Chapter 1 Introduction

The question of the older individual at work starts with what the United Kingdom says about the subject as the position of the country represents the consensus of the mood of the nation. The Office of Public Sector Information (OPSI, 2005) under the document ‘Statutory Instrument 2006 No, 1031, The Employment Equality (Age) Regulations 2006' specifically states that discrimination of any form with respect to age in terms of:

Less Favorable Treatment,
Victimization,
Instructions to Discriminate,
Harassment,
Application for Employment and or Vocational Training,

The implications of this legislation are best summed up by the following statement (Peterson, 2002):
"The world stands on the threshold of a social transformation--even a revolution--with few parallels in humanity's past.... Perhaps two-thirds of all people who have ever reached the age of 65 are alive today."

The preceding becomes more meaningful when put into historical perspective. For nearly all of history, the elderly (people age 65 and over) never amounted to more than 2 or 3 percent of the population (UN Population Division, 2001). Roughly 150 years ago, that share started to rise. Today, in the developed world, it amounts to 15 percent. By the year 2030, the UN projects that it will be nearing 25 percent and may be hitting 30 percent in Japan and some of the fast aging countries of continental Europe (UN Population Division, 2001).
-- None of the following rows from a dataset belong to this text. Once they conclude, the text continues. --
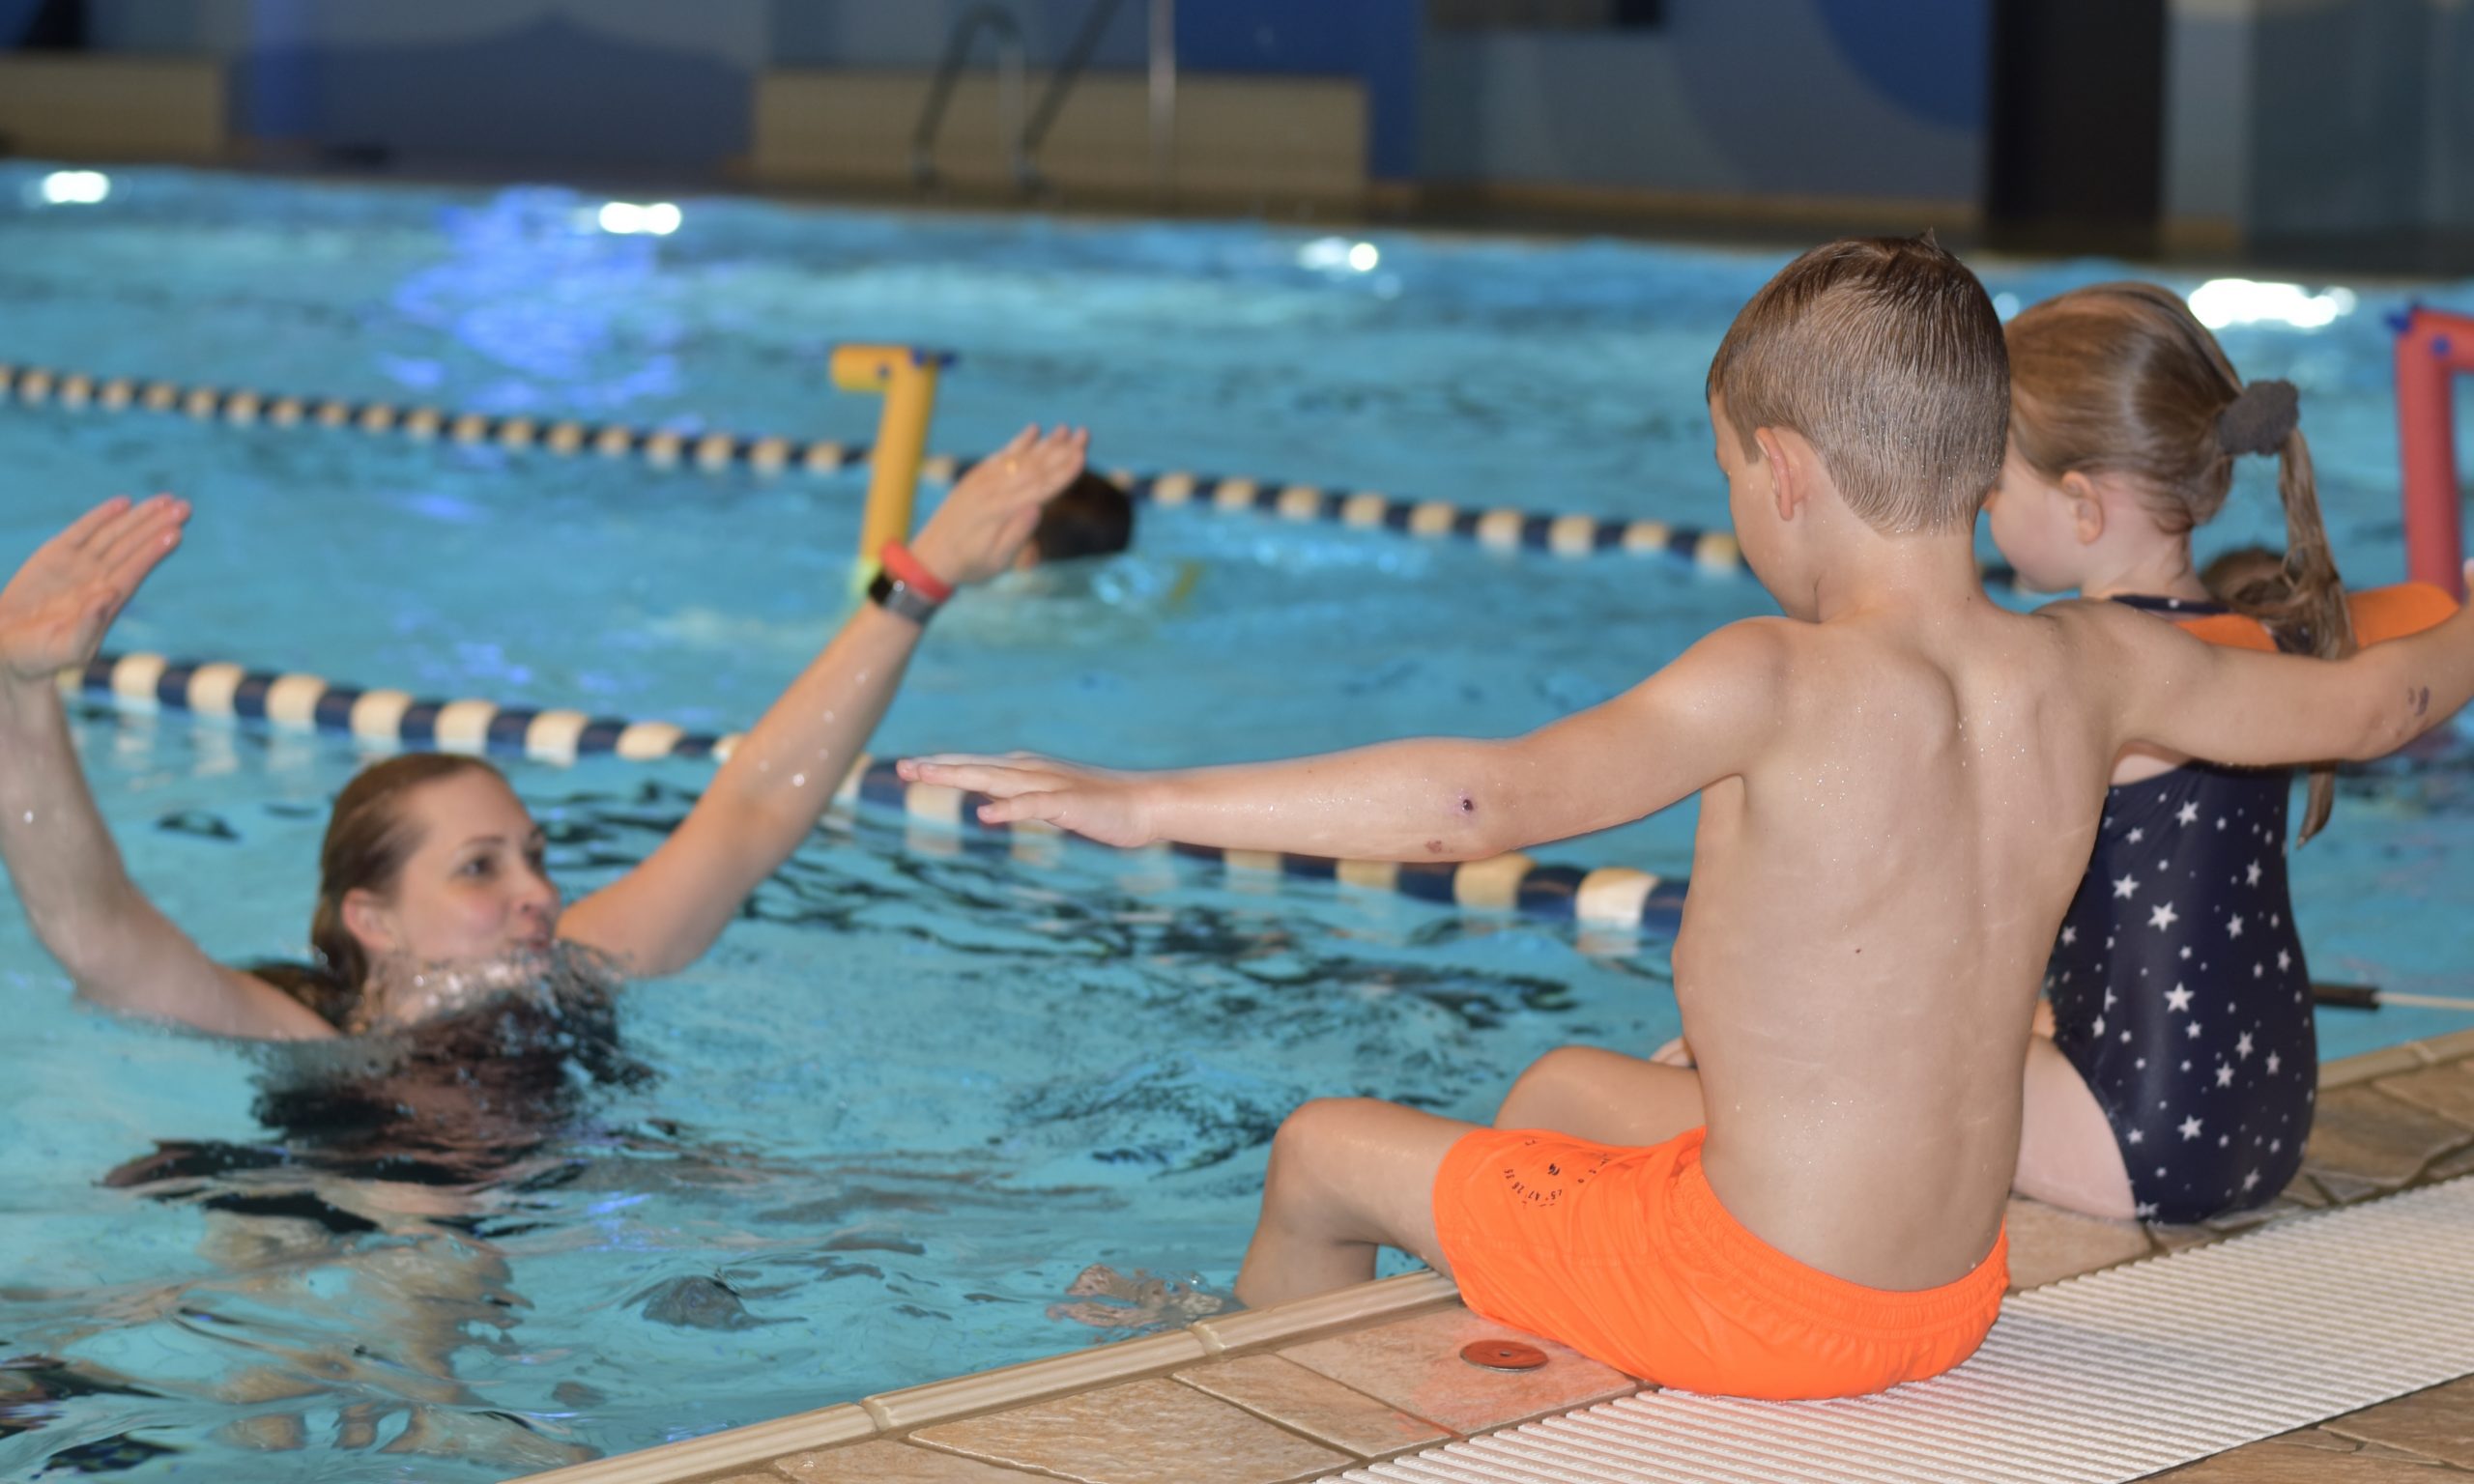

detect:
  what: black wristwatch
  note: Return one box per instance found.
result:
[868,567,943,625]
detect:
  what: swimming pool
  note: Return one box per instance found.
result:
[0,164,2467,1480]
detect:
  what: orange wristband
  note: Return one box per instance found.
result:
[878,541,954,603]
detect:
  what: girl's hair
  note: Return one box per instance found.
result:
[255,754,503,1026]
[2006,281,2353,842]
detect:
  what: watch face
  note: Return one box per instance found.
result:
[869,571,937,623]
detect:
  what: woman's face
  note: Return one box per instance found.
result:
[358,769,561,968]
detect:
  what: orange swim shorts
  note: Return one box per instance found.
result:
[1431,1126,2006,1399]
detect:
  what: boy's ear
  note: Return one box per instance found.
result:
[2059,471,2107,546]
[1752,426,1805,522]
[341,888,399,957]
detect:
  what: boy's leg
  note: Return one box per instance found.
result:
[1493,1045,1705,1147]
[1234,1098,1474,1310]
[2015,1036,2136,1219]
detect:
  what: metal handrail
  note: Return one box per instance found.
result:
[911,0,1176,200]
[911,3,1030,190]
[1019,0,1127,174]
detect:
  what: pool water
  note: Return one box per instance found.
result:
[0,165,2469,1480]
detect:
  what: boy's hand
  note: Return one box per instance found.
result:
[0,496,187,692]
[896,751,1156,847]
[908,425,1089,587]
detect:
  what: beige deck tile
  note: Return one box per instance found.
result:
[2001,1195,2156,1289]
[2375,1061,2474,1129]
[1279,1305,1636,1436]
[2144,1221,2228,1255]
[773,1438,1053,1481]
[2420,1143,2474,1186]
[909,1375,1348,1484]
[2325,1376,2474,1469]
[1174,1353,1451,1459]
[2303,1086,2474,1189]
[2146,1431,2458,1478]
[2321,1044,2431,1090]
[1189,1269,1456,1355]
[2411,1026,2474,1066]
[864,1330,1208,1433]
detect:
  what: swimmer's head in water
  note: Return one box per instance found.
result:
[284,756,561,1025]
[1021,471,1135,568]
[1706,232,2007,544]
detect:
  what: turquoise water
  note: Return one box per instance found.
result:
[0,165,2468,1479]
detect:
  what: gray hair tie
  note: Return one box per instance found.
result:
[2218,379,2300,456]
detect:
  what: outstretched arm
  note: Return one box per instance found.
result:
[899,619,1790,859]
[0,497,335,1039]
[2089,561,2474,767]
[559,426,1088,976]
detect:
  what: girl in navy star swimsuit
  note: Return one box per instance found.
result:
[1990,283,2457,1222]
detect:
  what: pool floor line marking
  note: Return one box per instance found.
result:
[72,650,1690,932]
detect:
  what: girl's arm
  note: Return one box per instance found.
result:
[0,498,336,1039]
[2090,563,2474,768]
[557,426,1087,976]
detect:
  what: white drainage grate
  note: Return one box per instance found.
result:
[1327,1177,2474,1483]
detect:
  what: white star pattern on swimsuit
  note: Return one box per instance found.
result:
[2215,1063,2235,1088]
[2114,873,2140,899]
[2150,902,2179,930]
[2166,984,2193,1013]
[2236,1032,2254,1059]
[2179,1116,2203,1140]
[2246,860,2262,886]
[2176,801,2201,826]
[2227,915,2245,939]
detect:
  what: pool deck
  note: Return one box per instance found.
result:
[525,1026,2474,1484]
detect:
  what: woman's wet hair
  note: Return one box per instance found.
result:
[2006,281,2352,841]
[256,754,505,1025]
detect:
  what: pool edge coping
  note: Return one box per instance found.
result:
[513,1038,2457,1484]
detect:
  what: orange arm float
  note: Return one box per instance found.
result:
[2172,581,2461,652]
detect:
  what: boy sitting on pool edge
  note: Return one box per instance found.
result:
[902,236,2474,1399]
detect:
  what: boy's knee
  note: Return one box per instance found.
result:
[1500,1045,1593,1116]
[1266,1097,1375,1187]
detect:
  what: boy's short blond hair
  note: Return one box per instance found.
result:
[1707,234,2008,535]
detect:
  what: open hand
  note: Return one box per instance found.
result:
[0,496,187,689]
[909,425,1089,587]
[896,751,1155,847]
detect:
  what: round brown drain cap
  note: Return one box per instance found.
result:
[1460,1339,1547,1372]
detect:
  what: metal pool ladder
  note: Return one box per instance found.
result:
[911,0,1177,199]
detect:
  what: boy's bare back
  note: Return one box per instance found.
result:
[1683,596,2124,1290]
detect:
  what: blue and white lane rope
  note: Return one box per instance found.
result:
[68,650,1688,932]
[0,360,1747,572]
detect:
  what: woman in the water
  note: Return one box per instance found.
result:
[0,429,1084,1461]
[0,423,1085,1040]
[1991,284,2454,1223]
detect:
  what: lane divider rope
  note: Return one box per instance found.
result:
[67,651,1688,931]
[0,359,1752,571]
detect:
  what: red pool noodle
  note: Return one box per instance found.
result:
[2397,306,2473,599]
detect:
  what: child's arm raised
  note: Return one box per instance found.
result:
[900,618,1790,859]
[2086,561,2474,767]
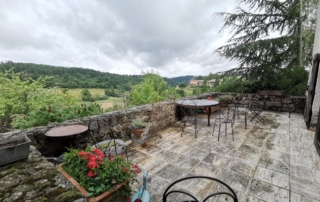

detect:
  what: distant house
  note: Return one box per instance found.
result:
[206,79,216,87]
[189,79,204,86]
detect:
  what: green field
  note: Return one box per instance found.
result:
[66,88,105,96]
[64,88,123,109]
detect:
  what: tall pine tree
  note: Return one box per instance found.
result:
[215,0,317,91]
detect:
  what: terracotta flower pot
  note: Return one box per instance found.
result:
[57,164,128,202]
[131,128,145,139]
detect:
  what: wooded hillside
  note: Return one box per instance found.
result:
[0,61,179,89]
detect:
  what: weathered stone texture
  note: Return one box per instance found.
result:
[0,146,82,202]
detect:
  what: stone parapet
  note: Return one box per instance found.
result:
[0,92,307,156]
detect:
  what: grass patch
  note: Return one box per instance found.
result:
[65,88,105,96]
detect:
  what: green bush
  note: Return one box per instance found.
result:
[12,103,103,130]
[92,94,108,101]
[81,89,94,101]
[0,69,78,132]
[214,76,244,93]
[279,66,308,96]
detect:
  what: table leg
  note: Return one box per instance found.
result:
[208,107,211,126]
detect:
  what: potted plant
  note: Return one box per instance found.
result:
[0,135,31,166]
[216,95,233,108]
[57,146,140,202]
[130,118,148,139]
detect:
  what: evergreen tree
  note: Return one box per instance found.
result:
[215,0,317,91]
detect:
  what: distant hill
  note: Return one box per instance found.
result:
[169,75,194,84]
[0,61,178,90]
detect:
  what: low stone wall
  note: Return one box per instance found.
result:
[0,101,176,156]
[198,92,306,113]
[0,92,306,156]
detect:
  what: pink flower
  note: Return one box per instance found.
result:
[109,155,114,160]
[78,151,91,161]
[122,167,129,173]
[134,169,141,174]
[95,156,103,162]
[87,170,96,178]
[93,148,104,158]
[87,160,99,169]
[132,164,138,169]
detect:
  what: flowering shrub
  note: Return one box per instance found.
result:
[62,146,140,200]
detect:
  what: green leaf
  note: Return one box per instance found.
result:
[88,187,95,192]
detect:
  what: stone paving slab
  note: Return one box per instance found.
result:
[127,111,320,202]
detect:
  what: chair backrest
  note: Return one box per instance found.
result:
[217,103,235,122]
[162,176,238,202]
[88,119,126,159]
[179,100,198,121]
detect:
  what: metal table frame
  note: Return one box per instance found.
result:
[176,99,219,126]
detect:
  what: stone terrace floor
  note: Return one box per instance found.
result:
[127,109,320,202]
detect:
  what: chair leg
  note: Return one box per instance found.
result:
[225,122,227,136]
[195,121,197,139]
[218,123,221,141]
[231,122,234,141]
[244,111,247,130]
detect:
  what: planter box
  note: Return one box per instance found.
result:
[57,164,128,202]
[0,135,31,166]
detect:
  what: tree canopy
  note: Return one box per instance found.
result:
[0,61,179,90]
[0,69,78,132]
[215,0,317,92]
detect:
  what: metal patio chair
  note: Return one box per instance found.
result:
[88,119,128,161]
[212,102,236,141]
[162,176,238,202]
[229,93,243,118]
[178,100,198,138]
[245,95,265,129]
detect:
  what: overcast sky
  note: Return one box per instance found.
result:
[0,0,238,78]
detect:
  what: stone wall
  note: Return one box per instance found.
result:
[198,92,306,113]
[0,101,176,156]
[0,145,83,202]
[0,92,306,156]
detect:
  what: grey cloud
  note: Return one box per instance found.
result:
[0,0,237,77]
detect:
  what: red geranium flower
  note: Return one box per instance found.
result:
[87,170,96,178]
[93,148,104,158]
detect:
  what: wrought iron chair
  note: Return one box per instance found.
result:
[229,93,243,117]
[162,176,238,202]
[244,95,265,129]
[212,102,236,141]
[178,100,198,138]
[88,119,128,161]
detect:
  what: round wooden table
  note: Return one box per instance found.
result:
[176,99,219,126]
[45,125,88,137]
[45,125,88,149]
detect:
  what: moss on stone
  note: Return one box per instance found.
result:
[34,196,49,202]
[47,187,67,198]
[53,190,82,202]
[24,176,41,184]
[0,168,20,178]
[34,179,51,190]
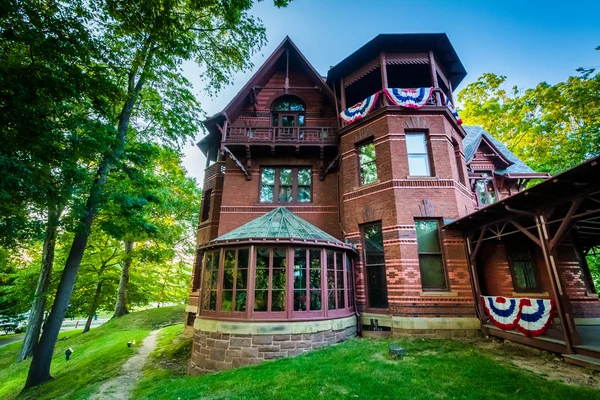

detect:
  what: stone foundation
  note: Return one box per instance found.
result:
[361,313,481,338]
[189,317,357,373]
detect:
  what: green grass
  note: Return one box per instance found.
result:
[133,337,600,400]
[141,323,192,380]
[0,305,184,400]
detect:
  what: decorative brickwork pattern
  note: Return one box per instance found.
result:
[189,326,357,374]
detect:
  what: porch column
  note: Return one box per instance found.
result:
[465,233,485,326]
[536,215,580,352]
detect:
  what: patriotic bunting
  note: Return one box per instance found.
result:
[481,296,522,330]
[384,87,434,109]
[480,296,555,337]
[443,93,463,125]
[340,92,380,124]
[517,298,555,337]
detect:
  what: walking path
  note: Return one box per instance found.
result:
[0,335,24,349]
[90,329,160,400]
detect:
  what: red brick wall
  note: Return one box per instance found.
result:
[339,111,477,318]
[556,244,600,318]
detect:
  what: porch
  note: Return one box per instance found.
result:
[445,156,600,366]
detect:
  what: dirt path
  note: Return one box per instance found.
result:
[0,335,24,348]
[90,329,160,400]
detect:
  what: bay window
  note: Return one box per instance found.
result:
[201,251,220,311]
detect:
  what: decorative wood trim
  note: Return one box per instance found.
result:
[344,57,380,87]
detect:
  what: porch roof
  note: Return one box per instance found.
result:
[444,155,600,248]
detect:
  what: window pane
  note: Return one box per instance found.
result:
[235,291,246,311]
[272,114,279,126]
[279,169,293,203]
[476,180,488,205]
[363,224,384,265]
[282,115,295,127]
[279,186,292,203]
[298,169,311,185]
[236,269,247,290]
[336,271,344,290]
[408,155,430,176]
[337,289,345,309]
[359,142,378,185]
[406,133,427,153]
[223,250,235,290]
[420,254,447,290]
[221,290,233,311]
[310,269,321,289]
[367,265,388,308]
[415,220,441,253]
[238,249,249,269]
[509,246,537,290]
[272,268,286,290]
[254,290,268,312]
[310,290,321,311]
[255,248,269,290]
[272,290,285,311]
[280,169,292,185]
[328,290,336,310]
[294,290,306,311]
[262,168,275,185]
[298,114,306,125]
[210,291,217,310]
[260,168,275,202]
[290,100,305,111]
[260,185,274,203]
[294,249,306,289]
[298,187,311,202]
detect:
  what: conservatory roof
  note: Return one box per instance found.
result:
[206,207,353,250]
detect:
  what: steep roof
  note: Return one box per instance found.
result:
[326,33,467,88]
[462,126,545,176]
[210,207,351,249]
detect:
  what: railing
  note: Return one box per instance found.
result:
[225,126,337,143]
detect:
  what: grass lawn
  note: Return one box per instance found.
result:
[134,335,600,400]
[0,305,184,400]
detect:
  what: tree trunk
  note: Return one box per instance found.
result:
[112,241,134,318]
[17,203,61,362]
[23,42,155,391]
[83,279,104,333]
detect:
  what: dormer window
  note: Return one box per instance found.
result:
[473,172,498,206]
[271,96,306,139]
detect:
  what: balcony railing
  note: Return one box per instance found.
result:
[225,126,337,143]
It is projected that in approximately fifty years that the population composition in some developed countries may achieve a median age of fifty five, and that in just twenty years almost one-third of the population of the European Union, 113 million, will have reached the age of pensioners (World Health Organization, 1993). The composition of economies are starting to undergo a shift unprecedented in history. In equating future economic, environmental as well as social change, demographic factors represent important components within these equations relative to the causes as well as effects. The foregoing takes into account material utilization factors that differ for income as well as age groups on the type and amount of resource used (Ahlburg and Land, 1992, pp. 289-299).